Luna merasa lemas saat mendengar Galang berbicara seperti itu dan berpikir jika pamannya memang sungguh serius padanya.

"Itu juga tidak masuk akal!" Rangga menolaknya dan mencoba menyadarkan pria di depannya ini jika bagaimanapun dia masih pamannya.

"Kau tetap pamannya, bahkan jika kau tidak memiliki hubungan darah, atau saudara kandung sekalipun, hubungan kalian adalah paman dan keponakan!! Apa kau tidak khawatir dengan Luna jika hubungan kalian diketahui semua orang? Dia yang akan merasa sengsara nantinya?!" ujar Rangga.

Galang menyipitkan matanya dan berkata, "Aku akan membuatnya sengsara? Apa alasanmu hingga bisa berkata seperti itu padaku? Aku bisa membuatnya bahagia lebih darimu. Kau hanyalah di bawahku, keluargamu, Keluarga Pranada tidak setara denganku. Bagaimana bisa kau membuatnya bahagia?!"

Rangga yang mendengarnya mundur selangkah karena dia sadar, memang Keluarga Mahardika jauh di atasnya. Belum lagi, kakaknya, yang menjadi penanggung jawab Keluarga Pranada, menghormati Galang. Karena itulah, dia sadar posisinya sekarang dan tidak akan bisa melawan pria di depannya itu.

Namun, pemuda itu masih memiliki harapan saat melihat Luna, kemudian dia berkata padanya, "Apakah kau ingin bersamanya?"

Sedangkan, Luna terkejut dan tidak menyangka jika Rangga akan bertanya seperti itu padanya karena selama ini dia tidak pernah memikirkan itu, ingin bersama Galang atau tidak.

Apa aku ingin bersamanya? batinnya.

Hingga saat ini, pamannya memang semakin mendekatinya, namun hubungan keduanya masihlah belum jelas. Luna selama ini, menyukainya dan merasa nyaman berada di dekat Galang. Namun, tidak dapat dipungkiri, saat kejadian di dalam mobil waktu itu, membuatnya sedikit membenci Galang.

Saat memikirkannya, Luna merasakan pinggangnya dicengkram dengan kuat oleh Galang. Gadis itu mendongak dan dapat melihat ekspresi marah di wajahnya.

Dia menjadi bimbang, di sisi lain jika dirinya menjawab "ya", itu sama sama Luna secara sukarela ingin berada di sisi Galang dan gadis itu juga tidak tahu hubungan kedepannya dengan pria itu.

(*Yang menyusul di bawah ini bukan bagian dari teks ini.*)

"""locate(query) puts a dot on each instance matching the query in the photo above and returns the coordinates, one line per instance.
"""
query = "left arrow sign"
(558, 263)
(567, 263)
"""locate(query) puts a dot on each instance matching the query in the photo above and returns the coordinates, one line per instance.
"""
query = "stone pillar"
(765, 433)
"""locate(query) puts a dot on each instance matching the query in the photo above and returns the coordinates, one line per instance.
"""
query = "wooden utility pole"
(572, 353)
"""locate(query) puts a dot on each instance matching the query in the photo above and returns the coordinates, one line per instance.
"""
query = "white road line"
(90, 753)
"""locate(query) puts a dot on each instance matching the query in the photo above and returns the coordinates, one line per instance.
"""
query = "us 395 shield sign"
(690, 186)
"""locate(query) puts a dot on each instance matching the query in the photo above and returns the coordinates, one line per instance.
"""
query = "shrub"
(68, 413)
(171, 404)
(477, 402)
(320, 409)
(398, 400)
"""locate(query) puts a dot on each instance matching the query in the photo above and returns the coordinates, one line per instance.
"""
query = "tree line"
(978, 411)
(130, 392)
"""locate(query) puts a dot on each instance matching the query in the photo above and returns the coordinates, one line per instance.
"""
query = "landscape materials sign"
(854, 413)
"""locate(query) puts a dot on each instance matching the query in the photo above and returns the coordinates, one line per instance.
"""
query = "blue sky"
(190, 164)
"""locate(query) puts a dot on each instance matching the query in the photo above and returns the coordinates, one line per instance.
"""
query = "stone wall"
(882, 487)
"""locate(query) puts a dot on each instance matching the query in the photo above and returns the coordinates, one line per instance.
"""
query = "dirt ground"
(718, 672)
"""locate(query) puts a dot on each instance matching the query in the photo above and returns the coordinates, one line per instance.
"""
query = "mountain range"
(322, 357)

Galang memang dengan jelas telah berkata dia menyukainya, namun selalu diikuti dengan perlakuan agresif pada Luna, dan saat ini juga mengklaimnya sebagai milik pria itu di depan orang lain.

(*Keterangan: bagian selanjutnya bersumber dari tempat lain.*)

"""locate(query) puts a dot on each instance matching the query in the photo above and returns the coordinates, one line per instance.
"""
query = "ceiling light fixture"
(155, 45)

Namun, jika Luna menjawab "tidak", dirinya khawatir tidak akan membuat marah Galang.

Saat melihat Luna yang ragu-ragu, Rangga berpikir jika gadis itu dipaksa Galang untuk terus bersamanya.

Pemuda itu mendekat, kemudian mengulurkan satu tangannya pada Luna, menggenggamnya dan berkata, "Jangan takut, Luna! Seberapa kuat dirinya, dia tidak bisa memaksa orang lain untuk terus berada di sisinya!"

Melihat itu, habis sudah kesabaran Galang, "Beraninya kau menyentuhnya? Kakakmu memang tidak becus mendisiplinkan! Viktor!"

Luna dapat melihat pria tinggi dengan badan besar berjalan ke arah mereka, dirinya menjadi panik saat tangan Rangga sudah ditarik olehnya.

Fero yang tidak jauh dari sana, hanya dapat mengelus dadanya pelan saat bosnya sudah memerintah, Viktor, bodyguardnya.